Three things of late have provoked my thoughts on the issue of suffering and human decision.

  1. Much of the media coverage of the Michael Brown events in Ferguson seem determined to defend the violence of Michael Brown and the Ferguson protestors based on a conviction that those who have suffered the “racism” that their community has suffered can’t be held accountable to the normal rules of human behavior or law.
  2. A young man recently posted a blog after being robbed at gun point by a group of African American teens in which he claims that he (a white male) deserved to be robbed, because he grew up with “white privilege” and they grew up without it. I wonder if the white male recently beaten to death with a hammer by a gang of African American youths, would agree that HE TOO deserved it for being white and, thus, categorically privileged?
  3. I recently encountered yet another Christian counselor decreeing that women and children are not responsible for family problems… only the husband and father is.

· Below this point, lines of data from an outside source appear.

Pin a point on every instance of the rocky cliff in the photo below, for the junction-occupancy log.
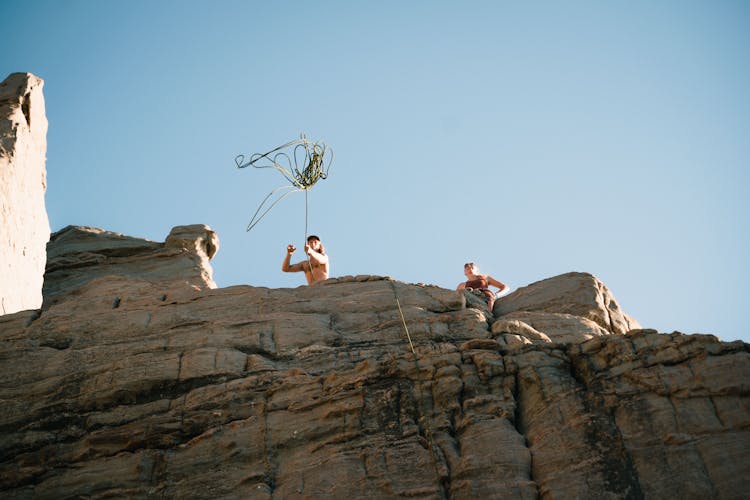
(126, 386)
(24, 227)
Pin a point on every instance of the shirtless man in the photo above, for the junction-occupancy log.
(316, 268)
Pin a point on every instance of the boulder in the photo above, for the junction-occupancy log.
(77, 255)
(577, 294)
(24, 226)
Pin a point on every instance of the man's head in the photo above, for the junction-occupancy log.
(314, 243)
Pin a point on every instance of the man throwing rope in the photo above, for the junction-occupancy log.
(316, 265)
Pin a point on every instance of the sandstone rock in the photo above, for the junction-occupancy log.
(130, 387)
(552, 327)
(578, 294)
(76, 255)
(24, 227)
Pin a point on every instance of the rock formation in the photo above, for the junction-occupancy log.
(77, 255)
(126, 386)
(24, 227)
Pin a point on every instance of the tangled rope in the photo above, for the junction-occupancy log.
(301, 162)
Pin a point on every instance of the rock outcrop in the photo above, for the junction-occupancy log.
(24, 227)
(77, 255)
(131, 387)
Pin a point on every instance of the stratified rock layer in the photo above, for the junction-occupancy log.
(77, 255)
(24, 227)
(125, 388)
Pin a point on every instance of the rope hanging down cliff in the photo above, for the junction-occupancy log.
(301, 162)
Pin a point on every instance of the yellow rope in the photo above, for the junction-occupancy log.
(403, 321)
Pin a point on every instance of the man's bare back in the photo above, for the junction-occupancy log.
(315, 267)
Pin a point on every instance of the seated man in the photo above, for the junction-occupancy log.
(315, 268)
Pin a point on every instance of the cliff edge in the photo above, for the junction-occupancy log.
(131, 387)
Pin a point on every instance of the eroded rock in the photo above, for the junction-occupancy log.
(24, 226)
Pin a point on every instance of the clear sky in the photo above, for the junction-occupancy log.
(535, 138)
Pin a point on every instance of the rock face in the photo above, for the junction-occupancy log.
(24, 227)
(77, 255)
(132, 387)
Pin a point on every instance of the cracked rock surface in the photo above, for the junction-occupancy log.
(126, 387)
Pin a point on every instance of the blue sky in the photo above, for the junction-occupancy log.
(535, 138)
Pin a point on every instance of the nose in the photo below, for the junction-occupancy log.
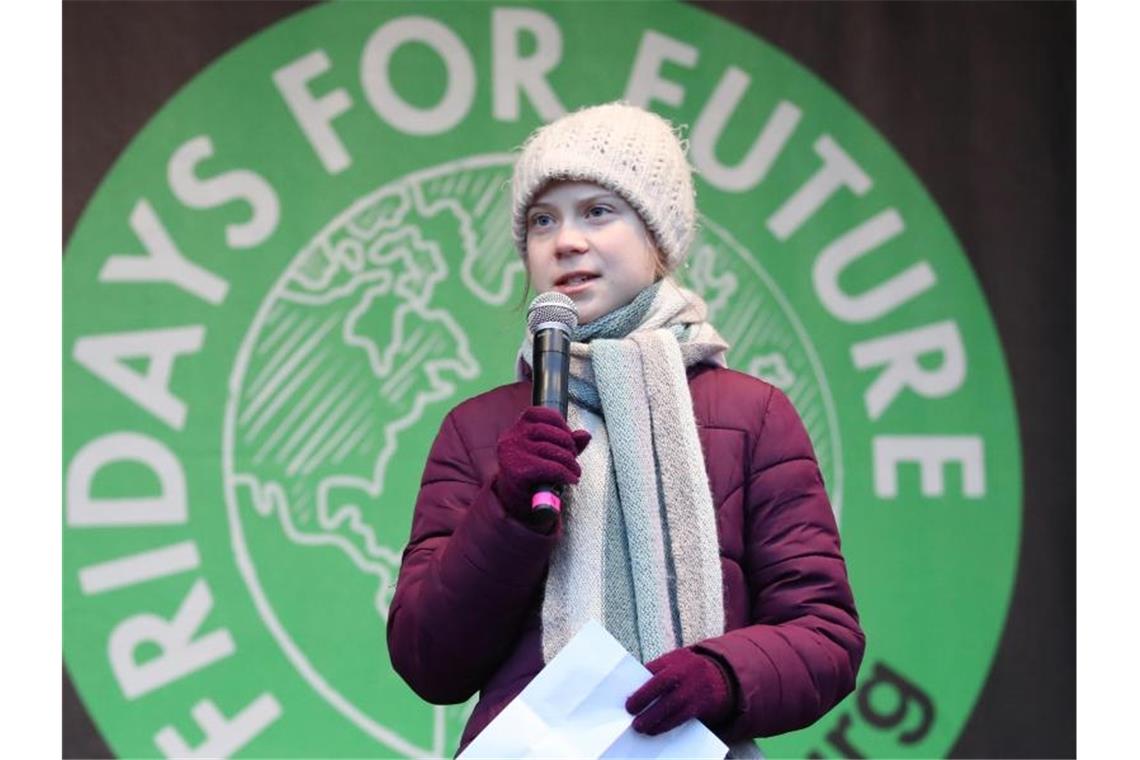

One counselor said, “Every problem in a marriage is the man’s fault. If he were doing and being what he should be doing his marriage would be what it should be.” I encounter similar remarks when people abuse Proverbs 22:6… train up a child and all that.[1]

We know that people are partially shaped by their environment, or at least by their responses to their environment. The question one must ask, however, is, “At what point does a person’s experiences excuse their wrong choices?”

In truth, people do have a tendency to respond in loosely predictable ways under certain circumstances. People are naturally driven by self-interest and many can be counted on to follow paths of least resistance and easy attainment, to make short sighted choices and to seek immediate gratification. We call this sin nature. Without divine light (received one way or another) we would likely make a nearly endless series of poor choices.

Even so, we find bold demands in Scripture for people to repent, to heed the word of God, to act in accordance with basic decency and love and forgiveness. In the face of God’s most rudimentary revelation of himself in nature, we find statements like Romans 1:20, “They (people the world over) are without excuse.”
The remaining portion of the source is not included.